In connection with the quarterly report of United Therapeutics Corporation (the “Company”) on Form 10-Q for the period ended June 30, 2005 as filed with the Securities and Exchange Commission (the “Report”), I, Fred T. Hadeed, Chief Financial Officer of the Company, certify, to the best of my knowledge, pursuant to 18 U.S.C. Section 1350, as adopted pursuant to Section 906 of the Sarbanes-Oxley Act of 2002, that:

(1)          The Report fully complies with the requirements of Section 13(a) or 15(d) of the Securities Exchange Act of 1934; and

(2)          The information contained in the Report fairly presents, in all material respects, the financial condition and results of operations of the Company.

August 3, 2005

 

/s/ FRED T. HADEED

 

 

Fred T. Hadeed

 

 

Executive Vice President for Business Development

 

 

and Chief Financial Officer

 

 

United Therapeutics Corporation

 

THE FOREGOING CERTIFICATION IS BEING FURNISHED SOLELY PURSUANT TO SECTION 906 OF THE SARBANES-OXLEY ACT OF 2002 AND IS NOT BEING FILED AS PART OF THE FORM 10-Q OR AS A SEPARATE DISCLOSURE DOCUMENT.

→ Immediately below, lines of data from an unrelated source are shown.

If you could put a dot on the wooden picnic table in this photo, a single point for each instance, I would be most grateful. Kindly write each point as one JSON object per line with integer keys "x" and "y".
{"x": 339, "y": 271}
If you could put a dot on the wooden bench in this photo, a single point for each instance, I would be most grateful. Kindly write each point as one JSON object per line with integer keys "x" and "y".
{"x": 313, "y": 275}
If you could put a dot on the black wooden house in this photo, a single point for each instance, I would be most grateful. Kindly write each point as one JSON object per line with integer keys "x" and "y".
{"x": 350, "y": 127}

A SIGNED ORIGINAL OF THIS WRITTEN STATEMENT REQUIRED BY SECTION 906, OR OTHER DOCUMENT AUTHENTICATING, ACKNOWLEDGING, OR OTHERWISE ADOPTING THE SIGNATURE THAT APPEARS IN TYPED FORM WITHIN THE ELECTRONIC VERSION OF THIS WRITTEN STATEMENT REQUIRED BY SECTION 906, HAS BEEN PROVIDED TO UNITED THERAPEUTICS CORPORATION AND WILL BE RETAINED BY UNITED THERAPEUTICS CORPORATION AND FURNISHED TO THE SECURITIES AND EXCHANGE COMMISSION OR ITS STAFF UPON REQUEST.